With good lease terms and promises of a new, free building, the U.S. Postal Service couldn't refuse. The city, however, still had to get approval to use land previously bought with CDBG money for a post office. HUD originally said "no" in 1991 after rejecting the city's method of determining how many low- and moderate-income people would be impacted. The city drew a circle on a map, but HUD wanted a more realistic outline of neighborhoods. CDBG money is designed to help low- and moderate-income communities develop decent housing and expand economic opportunities. Grant guidelines explicitly state that CDBG money cannot be used on buildings for the general conduct of government.
The city persisted and in July 1994 had created a different mathematical approach that combined ZIP codes with neighborhood boundaries and proved that more than 50 percent of the people living around the post office had low or moderate incomes.
"This represents a compromise approach, which, coupled with appropriate support from other government entities, may be accepted by HUD," an internal memo to City Manager George Hanbury says.
Less than a month later, HUD said "yes."
"Ultimately HUD came around, regulations changed, our analysis was reviewed, and we met their criteria," Adams says. And the nudge from Congressman Shaw? "He [Shaw] was really the starting point. The city wasn't getting anywhere on its own."
When Riley learned in May of the diversion of more than $1 million from programs for the poor to pay for construction of a federal building, she complained to the city and HUD.
"I don't see how this helps the target area," Riley says. "What other needs did that area have that should have had priority over a post office? I'm thinking a lot."
That's true. The city has spent more than $1.5 million in that area over the past three years in street and drainage improvements, landscaping, and support for new single-family homes in the way of mortgage down payments and land.
"Of course you could always fund a project," says Bob Wojcik, a planner with the city's community development division. "You can always find a project that needs money, because there are always more projects than there's money for."
Through its annual review, HUD is looking at how the city spent its recent installments of CDBG money, says Marlene Kocher, a HUD spokeswoman in Coral Gables.

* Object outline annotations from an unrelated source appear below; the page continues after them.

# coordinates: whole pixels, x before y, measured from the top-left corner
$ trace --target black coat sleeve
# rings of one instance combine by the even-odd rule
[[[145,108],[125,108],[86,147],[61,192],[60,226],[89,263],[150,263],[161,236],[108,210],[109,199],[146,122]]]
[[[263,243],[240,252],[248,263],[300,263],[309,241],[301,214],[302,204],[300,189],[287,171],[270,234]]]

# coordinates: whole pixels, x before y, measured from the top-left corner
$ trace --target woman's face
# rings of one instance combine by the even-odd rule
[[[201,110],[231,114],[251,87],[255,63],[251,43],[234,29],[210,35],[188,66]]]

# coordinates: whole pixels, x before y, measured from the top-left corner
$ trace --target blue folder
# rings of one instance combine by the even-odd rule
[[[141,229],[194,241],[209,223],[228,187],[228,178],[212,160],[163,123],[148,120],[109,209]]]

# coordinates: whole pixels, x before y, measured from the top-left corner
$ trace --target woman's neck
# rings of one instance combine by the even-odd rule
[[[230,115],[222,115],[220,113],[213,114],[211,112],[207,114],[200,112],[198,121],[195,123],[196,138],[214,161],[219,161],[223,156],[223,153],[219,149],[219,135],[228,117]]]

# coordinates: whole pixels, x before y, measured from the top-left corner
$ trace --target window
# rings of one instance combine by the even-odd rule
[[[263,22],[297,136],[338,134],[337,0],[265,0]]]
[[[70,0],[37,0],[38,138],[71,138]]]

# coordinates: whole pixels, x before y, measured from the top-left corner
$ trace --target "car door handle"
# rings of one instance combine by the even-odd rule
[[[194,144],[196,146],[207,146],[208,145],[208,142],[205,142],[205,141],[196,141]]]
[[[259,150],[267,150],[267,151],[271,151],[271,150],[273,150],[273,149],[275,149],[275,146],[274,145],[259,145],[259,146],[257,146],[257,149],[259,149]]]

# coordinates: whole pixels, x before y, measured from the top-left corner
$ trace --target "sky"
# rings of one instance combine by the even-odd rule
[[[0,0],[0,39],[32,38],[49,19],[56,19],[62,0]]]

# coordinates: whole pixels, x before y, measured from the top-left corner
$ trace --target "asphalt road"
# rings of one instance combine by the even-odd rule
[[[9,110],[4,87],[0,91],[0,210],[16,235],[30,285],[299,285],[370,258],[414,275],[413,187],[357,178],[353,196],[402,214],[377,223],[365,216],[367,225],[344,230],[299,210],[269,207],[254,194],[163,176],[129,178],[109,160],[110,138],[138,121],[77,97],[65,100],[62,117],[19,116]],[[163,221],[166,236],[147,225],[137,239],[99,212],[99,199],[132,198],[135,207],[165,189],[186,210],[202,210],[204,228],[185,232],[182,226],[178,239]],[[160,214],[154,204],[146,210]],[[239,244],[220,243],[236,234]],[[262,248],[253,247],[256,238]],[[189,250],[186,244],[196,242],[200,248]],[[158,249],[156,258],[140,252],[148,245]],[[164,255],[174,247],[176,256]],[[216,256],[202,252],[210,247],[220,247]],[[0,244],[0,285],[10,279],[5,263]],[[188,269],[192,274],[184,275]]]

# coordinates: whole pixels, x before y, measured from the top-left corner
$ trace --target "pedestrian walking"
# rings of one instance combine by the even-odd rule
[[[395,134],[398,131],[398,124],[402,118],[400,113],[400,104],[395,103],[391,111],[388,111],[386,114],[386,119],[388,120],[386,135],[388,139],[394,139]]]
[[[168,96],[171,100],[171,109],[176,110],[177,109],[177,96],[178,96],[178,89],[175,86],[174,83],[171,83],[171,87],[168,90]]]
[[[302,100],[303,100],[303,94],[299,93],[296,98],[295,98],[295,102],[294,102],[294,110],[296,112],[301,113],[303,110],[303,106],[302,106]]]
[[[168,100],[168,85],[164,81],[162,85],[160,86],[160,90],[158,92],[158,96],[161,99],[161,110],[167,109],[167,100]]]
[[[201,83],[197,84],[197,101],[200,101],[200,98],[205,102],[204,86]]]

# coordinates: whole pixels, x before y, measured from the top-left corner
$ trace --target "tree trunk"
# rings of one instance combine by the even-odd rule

"We are aware that CDBG funds may have been spent on the post office," Kocher says. "We have not made any determination of whether it's improper or not. The post office is kind of a hard animal to define."
This post office, while it may be convenient for the low- and moderate-income people who live nearby, will not service northwest Fort Lauderdale neighborhoods. Mail carriers for these neighborhoods operate out of the North Andrews Avenue station. The new post office will continue to serve the same ZIP codes as before -- 33301 (downtown), 33302 (post office boxes), and 33394 (a downtown skyscraper).
"That post office is for downtown, it's not for us," says Al Calloway, the third vice president of the NAACP. "It will not service the black community."
Carlton Moore, the black commissioner who represents the area, says it shouldn't matter why or how the post office landed on NW Seventh Avenue.
"Who cares?" he questions. "You cannot tell me that having that building there is not good for economic development in that community. They finally feel proud of public investment in their community."
Despite the deals that were cut, Shaw says both the Postal Service and the city won.
"The post office may have gotten a sweetheart deal, but the city got back a very valuable piece of riverfront property," Shaw says. "You've got to balance the two."
Meanwhile the third player in that deal, the mostly black neighborhoods around the new post office, wait for this economic redevelopment spark to catch fire.